The following is the full interview I did with Bob Meluskey that I used in writing my book 50 Athletes Over 50 Teach Us to Lead a Strong, Healthy Life. I will be posting the full interviews with all 50 athletes in the upcoming weeks and months.
Bob Meluskey Sr. is a 57 year old discus, shot put, and javelin thrower from Wilkes-Barre Pennsylvania. Bob has participated in various sports his whole life, including baseball, slow pitch and fast pitch softball, football, basketball, track and field, motors sports racing, hunting, and fishing. Bob very much values his family, which includes his wife of 37 years Sandi, his son Bob Jr., and his granddaughter and fishing partner Samantha. He started competing in master’s track and field at the age of 51, when his wife kidded him that he was over the hill. Far from it. In 2007, Bob was nationally ranked 36th, 15th, and 11th in his age group for the discus, hammer throw, and javelin events respectively. Bob is an industrial maintenance mechanic who loves to work with his hands and mind, and enjoys the camaraderie of master’s athletics.
Q: What is your biggest accomplishment in sports?
A: It is finding out that I am able to be competitive at high levels. I especially enjoyed when I competed in drag racing, where I won consistently. I also consider myself better than the average bragging bar room Joe when it comes to hunting and fishing.

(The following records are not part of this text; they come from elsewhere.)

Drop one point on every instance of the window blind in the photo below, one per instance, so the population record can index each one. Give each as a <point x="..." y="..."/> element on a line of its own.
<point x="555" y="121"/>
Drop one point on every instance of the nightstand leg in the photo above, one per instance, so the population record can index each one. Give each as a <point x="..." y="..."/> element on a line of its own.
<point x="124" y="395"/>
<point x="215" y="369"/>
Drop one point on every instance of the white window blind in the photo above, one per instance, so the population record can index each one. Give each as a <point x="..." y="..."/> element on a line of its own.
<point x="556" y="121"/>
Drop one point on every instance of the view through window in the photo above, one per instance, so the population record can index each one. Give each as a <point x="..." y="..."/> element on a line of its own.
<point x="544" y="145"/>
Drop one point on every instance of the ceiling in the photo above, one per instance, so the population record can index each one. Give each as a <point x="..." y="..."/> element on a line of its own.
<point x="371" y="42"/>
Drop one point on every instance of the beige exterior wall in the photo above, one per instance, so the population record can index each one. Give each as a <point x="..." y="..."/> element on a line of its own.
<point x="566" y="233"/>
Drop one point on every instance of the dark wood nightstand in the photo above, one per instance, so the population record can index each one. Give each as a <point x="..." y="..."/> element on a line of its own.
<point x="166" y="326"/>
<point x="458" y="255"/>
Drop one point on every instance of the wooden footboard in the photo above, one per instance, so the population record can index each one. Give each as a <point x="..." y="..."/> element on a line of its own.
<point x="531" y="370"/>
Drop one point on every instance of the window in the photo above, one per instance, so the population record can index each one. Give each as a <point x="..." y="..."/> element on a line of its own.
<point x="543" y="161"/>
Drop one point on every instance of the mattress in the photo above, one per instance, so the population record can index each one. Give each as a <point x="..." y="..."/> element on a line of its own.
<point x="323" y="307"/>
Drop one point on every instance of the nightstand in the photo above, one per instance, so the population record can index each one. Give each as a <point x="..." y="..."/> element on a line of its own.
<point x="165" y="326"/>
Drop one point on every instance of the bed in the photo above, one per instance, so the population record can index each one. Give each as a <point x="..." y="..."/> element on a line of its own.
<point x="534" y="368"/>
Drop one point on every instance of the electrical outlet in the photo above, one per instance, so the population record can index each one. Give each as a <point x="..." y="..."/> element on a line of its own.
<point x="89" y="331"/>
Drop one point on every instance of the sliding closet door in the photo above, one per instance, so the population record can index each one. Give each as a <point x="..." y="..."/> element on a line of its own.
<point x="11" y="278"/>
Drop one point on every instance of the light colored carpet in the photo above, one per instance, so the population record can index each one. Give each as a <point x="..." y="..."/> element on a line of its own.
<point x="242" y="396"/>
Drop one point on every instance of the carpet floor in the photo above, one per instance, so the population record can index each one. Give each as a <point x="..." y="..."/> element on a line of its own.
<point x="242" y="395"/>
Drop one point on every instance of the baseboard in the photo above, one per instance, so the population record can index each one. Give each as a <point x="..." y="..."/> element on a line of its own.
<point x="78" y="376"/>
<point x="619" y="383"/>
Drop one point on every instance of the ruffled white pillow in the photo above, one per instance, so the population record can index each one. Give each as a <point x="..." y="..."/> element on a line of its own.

Q: What one or two things do you currently do in your training that are keys to your success?
A: I do intense workouts keyed to my lifestyle and work ethic. I usually train before I start my work shift, which seems to help with the stress involved in a high end manufacturing business, where production is the only goal. It’s hard being on call 24/7. When it stops being fun, its time to give it up.
Q: What would be your ultimate achievement?
A: I’ll be happy to make one masters world championship, and have my family there to watch.
Q: How do you set your goals?
A: When I compete, it’s not for the medals or ribbons. It’s about the personal satisfaction that I’ve tried and done my best, hopefully a personal best. If I medal, that’s the icing on the cake.
Q: What is your biggest challenge and how do you mange it?
A: I have been diagnosed with Vertigo. In the discus, hammer throw, weight throws, and shot put, I’m a twirler, so vertigo is hard to deal with.
I have limited my spins to two or three. I also sacrificed my flexibility in the javelin by working out heavy to really bulk up my upper body to use pure power instead of finesse. I adapted and overcame.
Q: What is your diet like?
A: It’s nothing special. I enjoy Sandi’s home cooking, but I do love Burger King, Taco bell, and subway too. I use creatine for recovery, as well as glucosamine, chondroitin, and MSM for my joints. I use whey protein also, and drink a lot of Gatorade and water.
Q: What 1-2 things do you believe differentiates you from your contemporaries who have tailed off in their athletic?
A: I don’t like sitting on my butt watching the boob tube, and my work ethics has me constantly moving, not sitting behind a desk. I use my hands and mind.
Q: Do you have any recommended resources to share (books, seminars, websites, coaches)
A: My fellow master’s competitors and I share information on training. Tom Petranoff sent me his training program, and tailored it to suit me as a master athlete. It is no wonder he threw 327 feet 2inches. I also like Bob Sing’s book The Dynamics of the Javelin Throw.
Q: Have you experienced a breakthrough, and if so, what led to it?
A: My breakthrough was overcoming my fear of failure at my first track meet in 2003. I had my wife, my aunt, and a few friends watching, and I didn’t choke. In 2004 at the Keystone Games I earned my first two medals in competition. I got a bronze metal in the javelin and another bronze in the discus. I had never thrown the discuss before in my life. My son, my granddaughter, my wife, my cousin Carol, and her hubbie Carl were on hand to cheer me on. Carl video taped me, and gave the tape to me as a present.
Q: Do you have a saying or motto that you live your life by?
A: “Just do your best.” If I can look at the guy in the mirror and say I did my best, mission accomplished.
Q: Where do you draw your inspiration from?
A: My old track Coach Vince Wojnar, and my dad who died of cancer in 1999 from. My dad never saw me make my return to track. When I played competitive softball, he never missed a game.
Q: Anything else you’d like to share?
A: To all masters athletes, remember this, you have to have a little bit of that kid left in you. Without that, it’s no longer fun.